Тоня умерла в час ночи, а в 11 он сказал мне: «Вы видели?»
Я ничего не видела.
— «Черная тень легла на ее лицо. Она умрет ровно через 2 часа». — Я посмотрела тогда на часы, чтобы знать. Потом всё в комнате начало трещать, как паркет летом. Он сказал:
— «Так всегда, когда покойники». Я переспросила еще, и он опять сказал: «Покойники». Потом он лежал поперек комнаты, загородив дверь. Он упал на лицо, и его волосы откинулись вперед и совсем намокли в крови. Надо было переступать через него, чтобы выйти. Потом мы остались вдвоем с тетей Машутой. Искали разных вещей, не могли найти ключей в их доме. Было очень весело. Через полчаса пришел пристав составлять протокол. Строго спросил, было ли у него разрешение на ношение оружия. Нам стало очень смешно. Он писал всё в протокол: «розовый дом и второй этаж» — и очень подозрительно смотрел на нас. Их не хотели хоронить вместе. Это было трудно устроить. Мама и теперь не может примириться с тем, что они вместе похоронены. Тоне прислали много венков. Мы с Лидой делили их поровну. Но ему кто-то прислал громадный венок из белой сирени с белыми лентами: «Отошедшему». Так и не узнали, кто[51].

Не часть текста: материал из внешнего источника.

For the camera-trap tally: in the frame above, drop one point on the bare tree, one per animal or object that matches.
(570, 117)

В общем-то, оторопь матери, после смерти Антонины действительно начавшей обходить младшую дочь стороной, более чем понятна. Но… Елизавета Кузьминична Дмитриева не принадлежала к культуре Серебряного века, воспевавшего суицид и влюбленного в смерть. Не знала, что тот же Вячеслав Иванов, к примеру, прощаясь с умирающей от скарлатины Лидией Зиновьевой-Аннибал, «лег с ней на постель, поднял ее. Она прижимала его, легла на него и на нем умерла. Когда с него сняли ее тело, то думали, что он лежит без чувств. Но он встал сам, спокойный и радостный. Ее последние слова были: „Возвещаю вам великую радость: Христос родился!“»[52]. Не предполагала, что настойчивый рефрен Лилиного рассказа — «было очень весело… нам стало очень смешно…» — вписывается в широкое поле ассоциаций — от христианского «возрадуемся и возвеселимся» до ницшеанской «Веселой науки», от экстатического дионисийского карнавала до памятной блоковской фразы «Война — это прежде всего весело!», произнесенной в 1914 году. Поведение Лили у смертного ложа сестры, их матери несомненно казавшееся кощунством, на деле всего лишь свидетельствовало о ее принадлежности к «поколению кануна», о стремлении уничтожить границу между добром и злом, жизнью и смертью, бытом и бытием. В конце концов, знаменитое брюсовское «И Господа и Дьявола / хочу прославить я» уже было написано и уже стало девизом Лилиного обреченного и безумного поколения.